From my understanding, FMA instructions allow 3 way FP inputs right? And allow to mix between adds and multiplies between them. But what happens when i only add two floats? Does it simply multiply it by one? Can i add 3 floats in 1 cycle, or will that be split? I saw that the skylake, has 32 FLOPs/cycle for single precision inputs, but what's the meaning of "two 8-wide FMA instructions"?
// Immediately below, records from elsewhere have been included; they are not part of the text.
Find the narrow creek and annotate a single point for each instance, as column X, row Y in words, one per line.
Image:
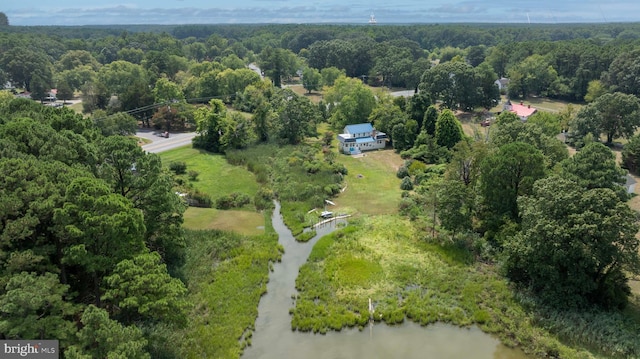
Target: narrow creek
column 274, row 339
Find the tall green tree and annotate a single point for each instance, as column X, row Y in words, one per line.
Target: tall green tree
column 100, row 229
column 102, row 337
column 167, row 91
column 612, row 114
column 576, row 246
column 278, row 64
column 448, row 129
column 237, row 132
column 139, row 177
column 623, row 73
column 430, row 117
column 141, row 289
column 36, row 307
column 595, row 166
column 330, row 75
column 350, row 102
column 455, row 201
column 311, row 79
column 297, row 118
column 631, row 155
column 209, row 126
column 24, row 65
column 507, row 174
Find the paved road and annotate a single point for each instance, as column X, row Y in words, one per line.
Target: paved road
column 407, row 93
column 161, row 144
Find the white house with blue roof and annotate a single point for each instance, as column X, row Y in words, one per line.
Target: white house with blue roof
column 361, row 137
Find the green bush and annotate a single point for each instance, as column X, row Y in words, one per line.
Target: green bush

Thank you in advance for the explanations

1
This question becomes more interesting if you compare Haswell and Skylake. Haswell can only do one AVX add per clock cycle but two FMA operations per clock cycle. This means that you can double your addition throughput by using two FMA operations multiplying by 1.0. OTH, the latency for FMA is 5 whereas addition is three on Haswell so you have to use 10 parallel accumulators to get the maximum throughput WITH FMA whereas you only need 3 with addition. On Skylake addition and FMA have the same latency and throughput so there is no reason to use FMA for addition.Z boson

1 Answers

8
votes

FMA calculates ± a*b ± c in a single operation, with a single rounding error. That's what it does, nothing else. Calculating a + b + c cannot be done using an FMA instruction; you need two dependent ADD operations for that.

Depending on the compiler, you may have to turn a compiler option to allow use of FMA instructions, because they don't give results identical to multiply followed by add. And you may have to re-arrange your code in some cases, for example ab + cd + e will be calculated as x = ab; y = FMA (c, d, x), z = y + e but e + ab + c*d will be calculated as x = FMA (a, b, e); z = FMA (c, d, x). The basic operation calculation of an FFT can be performed with eight floating-point operations and can be rewritten as 10 operations using four FMAs and two other operations.

"Two 8-wide FMA instructions" means it can perform FMA instructions with two 256 bit vector registers containing 8 floats each, and two of these in the same cycle.